The PITX2 genes located on the long arm of chromosome 4 (4q25) and FOXC1, located on the short arm of chromosome 6 (6p25), encode proteins transcription factors. These transcription factors are active before birth in eye development and elsewhere in the body. These proteins play a critical role in early development, particularly in forming structures of the anterior segment of the eye. These structures include the iris, the lens and cornea. It is believed that these proteins may also have roles in the adult eye, such as helping cells respond to oxidative stress. These proteins are also involved in the normal development of other parts of the body, including the heart, kidneys and brain.
It has identified at least one mutation in the gene PITX2 related Peters anomaly. This mutation (IVS3AS, A> T, -2) alters the way in which protein is encoded PITX2, it is believed that interrupts the regulation of cell movement to its proper location in the anterior segment development. Meanwhile, they have been described at least two mutations in the FOXC1 gene in affected individuals. These genetic changes alter the ability of the protein to regulate expression of genes that play a role in the development of the iris, cornea and other anterior segment structures. In addition to Peters anomaly, mutations of PITX2 normally associated with Axenfeld-Rieger syndrome, iridodisgenesis and hypoplasia of the iris. FOXC1 mutations are often associated with dysgenesis of iris and Axenfeld-Rieger syndrome.

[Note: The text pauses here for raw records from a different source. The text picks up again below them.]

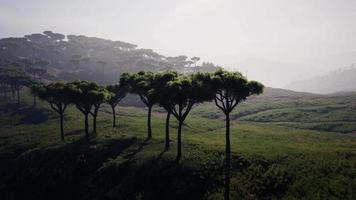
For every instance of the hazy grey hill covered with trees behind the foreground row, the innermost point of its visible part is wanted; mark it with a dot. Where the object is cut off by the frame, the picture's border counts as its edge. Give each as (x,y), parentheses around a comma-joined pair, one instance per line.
(89,58)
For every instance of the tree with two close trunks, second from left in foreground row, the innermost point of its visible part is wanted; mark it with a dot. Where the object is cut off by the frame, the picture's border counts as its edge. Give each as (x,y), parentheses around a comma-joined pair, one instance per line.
(87,97)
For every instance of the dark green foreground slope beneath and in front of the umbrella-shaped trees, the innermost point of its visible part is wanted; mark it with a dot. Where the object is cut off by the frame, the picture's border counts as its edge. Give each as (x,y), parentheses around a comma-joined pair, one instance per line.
(270,161)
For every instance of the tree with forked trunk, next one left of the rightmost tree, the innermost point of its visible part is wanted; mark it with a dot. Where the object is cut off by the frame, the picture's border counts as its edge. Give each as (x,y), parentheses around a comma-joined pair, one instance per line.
(183,92)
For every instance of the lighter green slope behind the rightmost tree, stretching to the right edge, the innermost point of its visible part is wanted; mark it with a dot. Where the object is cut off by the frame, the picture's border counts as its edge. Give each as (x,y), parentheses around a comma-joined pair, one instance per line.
(335,113)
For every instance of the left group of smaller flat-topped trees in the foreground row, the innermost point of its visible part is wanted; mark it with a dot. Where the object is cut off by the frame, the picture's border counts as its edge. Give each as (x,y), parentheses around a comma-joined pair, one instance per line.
(87,97)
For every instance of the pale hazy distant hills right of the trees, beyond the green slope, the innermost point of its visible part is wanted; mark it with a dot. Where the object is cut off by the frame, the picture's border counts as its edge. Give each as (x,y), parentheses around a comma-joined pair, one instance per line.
(283,74)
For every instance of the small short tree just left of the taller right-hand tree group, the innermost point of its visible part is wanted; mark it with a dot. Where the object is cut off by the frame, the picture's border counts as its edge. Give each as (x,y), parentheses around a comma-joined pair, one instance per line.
(117,93)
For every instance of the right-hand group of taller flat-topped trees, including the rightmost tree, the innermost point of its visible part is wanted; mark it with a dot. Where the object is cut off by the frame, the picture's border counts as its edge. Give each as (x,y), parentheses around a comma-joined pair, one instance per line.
(178,93)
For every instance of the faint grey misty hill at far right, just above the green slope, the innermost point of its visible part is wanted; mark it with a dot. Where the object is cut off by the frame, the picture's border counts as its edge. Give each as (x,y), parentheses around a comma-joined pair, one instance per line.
(341,80)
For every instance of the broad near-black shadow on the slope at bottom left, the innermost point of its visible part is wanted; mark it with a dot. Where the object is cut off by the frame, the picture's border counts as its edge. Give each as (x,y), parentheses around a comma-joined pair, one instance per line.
(60,171)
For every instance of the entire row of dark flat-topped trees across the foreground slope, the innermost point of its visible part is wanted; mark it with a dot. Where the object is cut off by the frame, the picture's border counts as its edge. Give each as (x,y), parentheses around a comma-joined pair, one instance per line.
(175,92)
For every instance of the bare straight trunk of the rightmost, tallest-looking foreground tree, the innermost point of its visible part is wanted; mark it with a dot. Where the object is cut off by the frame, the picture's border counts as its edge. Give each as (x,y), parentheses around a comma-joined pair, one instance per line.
(227,159)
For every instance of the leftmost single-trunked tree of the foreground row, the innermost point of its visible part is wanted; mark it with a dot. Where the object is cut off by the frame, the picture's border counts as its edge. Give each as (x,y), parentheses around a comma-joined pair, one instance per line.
(57,95)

Most cases are sporadic Peters anomaly, meaning that occur in people with no apparent history of the disease in your family. In many of these sporadic cases the genetic cause of the disease is unknown. However, some of these cases are caused by a new mutation in one of the above or the inheritance of a mutation of genes unaffected parents. In rare cases, alteration (or related eye disorders) have been described in several members of the same family. Either sporadic or hereditary, when Peters anomaly is due to mutations in the CYP1B1 gene, follows an autosomal recessive pattern of inheritance, which means that both copies of the gene in every cell must have mutations for alteration is expressed. The parents of an individual with an autosomal recessive disease have a copy of the mutated gene, but usually show no signs and symptoms of the disease. When Peters anomaly is due to mutations in the FOXC1, PAX6 or PITX2 gene is inherited in an autosomal dominant pattern, which means that a copy of the altered gene in each cell is sufficient to express the process.
Tests in IVAMI: in IVAMI perform detection of mutations associated with Peters anomaly, by complete PCR amplification of the exons of PAX6, PITX2, FOXC1 and CYP1B1 genes, respectively, and subsequent sequencing.
Samples recommended: EDTA blood collected for separation of blood leukocytes, or impregnated sample card with dried blood (IVAMI may mail the card to deposit the blood sample).